The rumblings among fans, however, are growing, that that could be changing. After all, offensive coordinator Todd Haley’s contract is expiring after this season, and his six seasons with the team, working with quarterback Ben Roethlisberger, have not always been harmonious, even if they have been productive, putting up at least 399 points for the season in four straight years.
It has been widely believed by many, despite protestations to the contrary by both parties, that Roethlisberger and Haley do not have a very good relationship, and that that may ultimately lead the team to go another way next year, assuming that Roethlisberger returns—which, frankly, it sounds like he will.

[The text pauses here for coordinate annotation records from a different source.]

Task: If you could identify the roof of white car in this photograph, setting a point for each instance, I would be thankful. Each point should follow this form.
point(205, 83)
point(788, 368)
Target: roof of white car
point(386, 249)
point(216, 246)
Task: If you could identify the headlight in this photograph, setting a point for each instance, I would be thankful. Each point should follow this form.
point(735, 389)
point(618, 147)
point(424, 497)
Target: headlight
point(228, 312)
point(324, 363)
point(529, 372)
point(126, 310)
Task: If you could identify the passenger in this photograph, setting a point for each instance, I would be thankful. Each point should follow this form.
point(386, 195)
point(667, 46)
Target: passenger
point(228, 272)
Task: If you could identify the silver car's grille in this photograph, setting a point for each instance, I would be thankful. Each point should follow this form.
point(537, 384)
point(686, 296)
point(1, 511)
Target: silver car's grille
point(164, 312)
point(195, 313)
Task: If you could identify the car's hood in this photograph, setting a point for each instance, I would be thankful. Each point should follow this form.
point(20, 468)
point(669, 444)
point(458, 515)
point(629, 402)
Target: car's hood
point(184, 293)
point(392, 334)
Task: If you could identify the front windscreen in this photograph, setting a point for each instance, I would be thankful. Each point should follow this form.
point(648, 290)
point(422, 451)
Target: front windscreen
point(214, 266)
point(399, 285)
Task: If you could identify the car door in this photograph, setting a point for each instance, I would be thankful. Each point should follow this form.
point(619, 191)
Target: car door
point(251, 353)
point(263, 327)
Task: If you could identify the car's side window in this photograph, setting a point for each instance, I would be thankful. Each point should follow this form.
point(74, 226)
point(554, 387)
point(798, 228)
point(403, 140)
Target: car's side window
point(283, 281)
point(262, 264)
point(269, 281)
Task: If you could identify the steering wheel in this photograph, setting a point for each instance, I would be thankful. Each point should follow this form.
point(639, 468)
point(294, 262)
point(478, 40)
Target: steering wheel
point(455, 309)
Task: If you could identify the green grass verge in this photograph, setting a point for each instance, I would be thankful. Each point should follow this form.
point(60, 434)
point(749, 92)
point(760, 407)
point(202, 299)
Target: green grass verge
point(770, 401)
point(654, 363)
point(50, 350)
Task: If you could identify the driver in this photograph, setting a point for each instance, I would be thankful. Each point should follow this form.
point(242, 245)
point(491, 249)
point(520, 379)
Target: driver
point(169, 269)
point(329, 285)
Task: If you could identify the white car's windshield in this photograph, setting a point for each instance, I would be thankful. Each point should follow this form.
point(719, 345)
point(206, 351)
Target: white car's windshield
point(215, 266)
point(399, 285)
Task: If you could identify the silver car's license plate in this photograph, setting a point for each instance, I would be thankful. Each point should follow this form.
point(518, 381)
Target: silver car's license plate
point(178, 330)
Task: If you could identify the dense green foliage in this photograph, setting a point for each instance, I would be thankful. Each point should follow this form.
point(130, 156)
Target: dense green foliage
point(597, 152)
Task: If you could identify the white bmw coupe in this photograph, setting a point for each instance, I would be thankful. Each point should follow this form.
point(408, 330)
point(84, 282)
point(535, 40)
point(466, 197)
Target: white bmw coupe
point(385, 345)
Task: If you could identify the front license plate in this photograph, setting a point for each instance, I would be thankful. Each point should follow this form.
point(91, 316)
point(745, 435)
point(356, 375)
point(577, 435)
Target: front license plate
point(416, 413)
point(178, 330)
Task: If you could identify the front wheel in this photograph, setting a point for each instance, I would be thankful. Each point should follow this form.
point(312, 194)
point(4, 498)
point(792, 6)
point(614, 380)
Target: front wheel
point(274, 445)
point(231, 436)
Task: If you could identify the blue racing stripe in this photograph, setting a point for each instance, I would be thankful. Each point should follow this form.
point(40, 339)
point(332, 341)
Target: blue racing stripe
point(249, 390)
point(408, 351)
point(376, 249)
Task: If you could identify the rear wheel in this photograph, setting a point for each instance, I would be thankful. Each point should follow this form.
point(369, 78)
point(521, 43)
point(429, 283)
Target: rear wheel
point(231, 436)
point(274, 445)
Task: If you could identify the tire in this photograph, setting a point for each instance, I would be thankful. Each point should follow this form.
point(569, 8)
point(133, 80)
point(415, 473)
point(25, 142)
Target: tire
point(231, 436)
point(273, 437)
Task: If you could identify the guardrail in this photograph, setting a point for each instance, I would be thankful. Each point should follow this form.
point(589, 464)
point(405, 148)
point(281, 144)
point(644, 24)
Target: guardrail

I am personally not one of those who believe that it is going to happen that way, nor do I think that the odds of that happening are all that likely. But should that occur, Fichtner still seems to be the logical successor for that role.
Prior to Haley, after all, the Steelers have generally looked for in-house solutions. Mike Mularkey coached the tight ends for five years before being promoted. Amusingly enough, it was Ken Whisenhunt who replaced him when he found a head-coaching job. Whisenhunt was hired to take over Mularkey’s role coaching the tight ends.
When Whisenhunt left, it was Bruce Arians, who for the previous three seasons was brought in as their wide receivers coach, who took over as offensive coordinator. Prior to signing with the Steelers, he had experience as offensive coordinator in Cleveland.
Arians’ promotion coincided with the hiring of Fichtner, who previously coached exclusively at the collegiate rank, to take over his role as wide receivers coach, but he moved over to quarterbacks coach—one of many roles he served over the years at the college level—after Ken Anderson retired heading into the 2010 season.
Haley’s hiring as an outsider was an aberration that had not been attempted since the hiring of Kevin Gilbride in the late 1990s, which didn’t go over so well. That is perhaps why Haley’s hiring was met with as much hostility as it had been. The changeover to a new system was a process.
Fichtner, however, knows that system now as well as anybody else on the team, and he also knows the players who have to run it better than anybody else. Roethlisberger talked at length about how much he has meant not just to him as a player, but to the entire group.
On a personal observational note, I have noticed Fichtner very active on the sidelines this season, and interacting not just with the quarterbacks but with many different position groups, particularly the wide receivers. He does have a mind beyond his own position group, as he spent about a decade as an offensive coordinator collegiately already.